Адриа мигнул и ответил: да тут я, тут.
– Иногда ты ускользаешь куда-то.
– Я?
– Дома говорят, это потому, что ты – мудрец.
– Из меня мудрец, как из дерьма – пуля. Хотел бы я иметь…
– Вот только не начинай!
– Тебя дома любят.
– А тебя – нет?
– Нет. Меня просчитывают. Высчитывают коэффициент интеллекта и говорят: надо послать его в Швейцарию, в специальную школу, надо, чтобы он мог пройти три класса за год.
– Ого! Разве это не здорово? – Он подозрительно посмотрел на меня. – Нет?
– Нет. Они спорят на мой счет. Но не любят.
– Да ну… По мне, так все эти поцелуи…
Когда мама сказала Лоле Маленькой «сходи в лавку Розиты», я понял, что наш час пробил. Как два вора, как те, кто говорит в сердце своем: не скоро придет Господин мой, мы вошли туда, куда вход нам был воспрещен. В полной тишине мы проскользнули в кабинет отца, чутко прислушиваясь к звукам в глубине дома, где мама и сеньора Анжелета разбирали одежду. Пару минут мы привыкали к темноте и насыщенной атмосфере комнаты.
– Тут странно пахнет, – сказал Бернат.
– Ш-ш-ш! – прошептал я, немножко мелодраматично, чтобы произвести впечатление на Берната сейчас, когда мы только начали дружить. Я сказал ему, что это не просто запах – так пахнет сама история, которую составляют предметы из папиной коллекции. Я не очень понимал, что говорю, и, если честно, не совсем в это верил.

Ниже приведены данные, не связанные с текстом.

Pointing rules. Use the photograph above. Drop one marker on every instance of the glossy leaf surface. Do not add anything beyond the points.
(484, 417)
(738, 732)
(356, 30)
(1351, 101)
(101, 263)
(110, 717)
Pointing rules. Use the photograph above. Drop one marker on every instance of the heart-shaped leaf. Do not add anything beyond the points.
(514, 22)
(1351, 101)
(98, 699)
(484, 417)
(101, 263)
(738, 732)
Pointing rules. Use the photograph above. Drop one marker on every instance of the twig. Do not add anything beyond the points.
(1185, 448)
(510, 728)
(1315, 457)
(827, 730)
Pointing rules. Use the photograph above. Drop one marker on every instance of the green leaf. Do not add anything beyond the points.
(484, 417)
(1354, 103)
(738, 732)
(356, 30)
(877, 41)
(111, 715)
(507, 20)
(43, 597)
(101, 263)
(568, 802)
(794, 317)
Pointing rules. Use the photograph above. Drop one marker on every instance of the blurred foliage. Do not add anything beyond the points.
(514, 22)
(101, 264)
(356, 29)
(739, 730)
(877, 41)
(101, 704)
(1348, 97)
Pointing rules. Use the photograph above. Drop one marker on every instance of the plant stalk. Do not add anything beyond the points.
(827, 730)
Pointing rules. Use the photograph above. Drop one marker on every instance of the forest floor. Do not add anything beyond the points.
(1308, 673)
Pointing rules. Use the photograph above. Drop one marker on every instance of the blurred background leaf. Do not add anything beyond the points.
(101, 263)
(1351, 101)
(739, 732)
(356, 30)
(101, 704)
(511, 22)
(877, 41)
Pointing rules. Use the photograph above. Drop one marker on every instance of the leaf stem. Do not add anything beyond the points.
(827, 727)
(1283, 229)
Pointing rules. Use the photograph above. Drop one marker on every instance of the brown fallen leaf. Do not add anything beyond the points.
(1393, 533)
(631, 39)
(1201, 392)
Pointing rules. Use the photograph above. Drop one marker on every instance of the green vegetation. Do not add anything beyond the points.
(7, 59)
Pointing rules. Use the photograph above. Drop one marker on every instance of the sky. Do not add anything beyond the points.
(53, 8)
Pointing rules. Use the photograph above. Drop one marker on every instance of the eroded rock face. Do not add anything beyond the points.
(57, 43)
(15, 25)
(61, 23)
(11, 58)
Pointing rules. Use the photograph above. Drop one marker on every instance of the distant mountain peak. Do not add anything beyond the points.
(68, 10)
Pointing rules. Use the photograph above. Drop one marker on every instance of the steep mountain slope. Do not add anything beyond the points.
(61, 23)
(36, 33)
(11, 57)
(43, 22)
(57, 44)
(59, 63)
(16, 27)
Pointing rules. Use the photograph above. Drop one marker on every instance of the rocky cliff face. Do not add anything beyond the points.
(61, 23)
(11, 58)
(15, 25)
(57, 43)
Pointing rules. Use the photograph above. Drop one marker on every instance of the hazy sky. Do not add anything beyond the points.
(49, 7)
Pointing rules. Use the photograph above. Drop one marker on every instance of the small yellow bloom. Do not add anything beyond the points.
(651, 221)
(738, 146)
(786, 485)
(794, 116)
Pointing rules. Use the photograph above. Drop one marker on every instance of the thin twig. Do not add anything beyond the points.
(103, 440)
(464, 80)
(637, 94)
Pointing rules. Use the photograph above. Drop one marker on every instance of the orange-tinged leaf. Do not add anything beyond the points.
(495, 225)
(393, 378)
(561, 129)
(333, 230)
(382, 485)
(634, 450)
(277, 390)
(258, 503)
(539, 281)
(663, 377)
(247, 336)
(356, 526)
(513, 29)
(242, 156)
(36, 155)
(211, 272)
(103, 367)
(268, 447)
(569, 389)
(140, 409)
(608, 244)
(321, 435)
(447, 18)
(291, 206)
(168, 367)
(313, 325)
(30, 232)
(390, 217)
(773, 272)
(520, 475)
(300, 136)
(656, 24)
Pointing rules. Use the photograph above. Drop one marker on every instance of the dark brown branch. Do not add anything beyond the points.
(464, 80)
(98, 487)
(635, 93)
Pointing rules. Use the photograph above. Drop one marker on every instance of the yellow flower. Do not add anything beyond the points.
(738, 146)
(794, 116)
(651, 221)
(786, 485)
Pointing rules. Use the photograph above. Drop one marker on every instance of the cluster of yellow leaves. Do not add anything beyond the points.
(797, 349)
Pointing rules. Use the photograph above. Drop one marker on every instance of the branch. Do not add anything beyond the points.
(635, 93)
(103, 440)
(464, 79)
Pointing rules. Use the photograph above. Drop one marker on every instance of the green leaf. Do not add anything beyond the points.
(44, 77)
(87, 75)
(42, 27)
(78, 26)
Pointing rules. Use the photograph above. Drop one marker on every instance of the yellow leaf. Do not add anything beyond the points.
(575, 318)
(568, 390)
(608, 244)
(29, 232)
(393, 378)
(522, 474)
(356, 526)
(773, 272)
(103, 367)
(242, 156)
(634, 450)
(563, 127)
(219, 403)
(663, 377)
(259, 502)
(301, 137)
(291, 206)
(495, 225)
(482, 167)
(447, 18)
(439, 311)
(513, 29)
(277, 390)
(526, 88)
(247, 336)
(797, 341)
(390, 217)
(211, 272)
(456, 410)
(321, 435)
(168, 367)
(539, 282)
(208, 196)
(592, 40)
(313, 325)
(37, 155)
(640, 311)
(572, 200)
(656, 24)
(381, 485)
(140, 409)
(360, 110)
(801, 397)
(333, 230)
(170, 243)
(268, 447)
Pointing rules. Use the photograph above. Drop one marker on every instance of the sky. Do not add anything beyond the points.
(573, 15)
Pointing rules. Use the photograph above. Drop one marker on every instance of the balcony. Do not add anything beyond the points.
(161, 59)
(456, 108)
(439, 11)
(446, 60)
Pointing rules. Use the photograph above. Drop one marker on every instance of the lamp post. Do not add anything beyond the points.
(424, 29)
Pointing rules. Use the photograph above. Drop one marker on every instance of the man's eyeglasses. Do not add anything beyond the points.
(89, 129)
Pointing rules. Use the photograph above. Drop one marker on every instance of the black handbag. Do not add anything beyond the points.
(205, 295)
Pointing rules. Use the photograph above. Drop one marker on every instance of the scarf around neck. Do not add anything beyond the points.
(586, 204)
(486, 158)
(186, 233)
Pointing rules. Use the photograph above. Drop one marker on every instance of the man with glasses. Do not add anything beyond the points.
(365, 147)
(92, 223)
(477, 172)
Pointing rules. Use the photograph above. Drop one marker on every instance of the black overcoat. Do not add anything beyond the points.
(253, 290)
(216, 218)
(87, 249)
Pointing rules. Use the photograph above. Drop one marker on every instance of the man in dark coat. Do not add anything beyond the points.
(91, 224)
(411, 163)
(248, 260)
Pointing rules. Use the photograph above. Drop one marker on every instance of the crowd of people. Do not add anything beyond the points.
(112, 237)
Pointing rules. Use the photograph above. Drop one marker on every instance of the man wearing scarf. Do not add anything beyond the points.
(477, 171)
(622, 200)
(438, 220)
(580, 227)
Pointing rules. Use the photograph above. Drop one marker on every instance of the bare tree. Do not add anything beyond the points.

Когда глаза привыкли к темноте, первое, что увидел с удовольствием Адриа, – изумленное лицо Берната. Тот уже почувствовал не странный запах, но дух самой истории, который испускали предметы коллекции. Два стола, заваленные манускриптами, над ними странная лампа… Что это? А, лупа. Фу, вот черт… И гора старых книг. В глубине – шкафы, заполненные еще более древними книгами, слева – стена, увешанная небольшими картинами.
– Они ценные?
– Ух!
– Ух – что?
– Вот эта – кисти Вайреды [95], – гордо пояснил Адриа, показывая на набросок.
– А-а.
– Знаешь, кто такой Вайреда?
– Нет. Дорого стоит?
– Ужас сколько. А это – гравюра Рембрандта. Она не уникальна, но…
– А-а.
– Знаешь, кто такой Рембрандт?
– Не-а.
– А эта вот маленькая…
– Она очень красивая.
– Да. Эта самая ценная.
Бернат приблизился к бледно-желтым гардениям Абрахама Миньона [96], словно хотел ощутить их запах. Точнее, словно хотел унюхать запах денег.
– И сколько стоит?
– Тысячи песет.
– Ого! – Он словно погрузился в транс на какое-то время. – А сколько тысяч?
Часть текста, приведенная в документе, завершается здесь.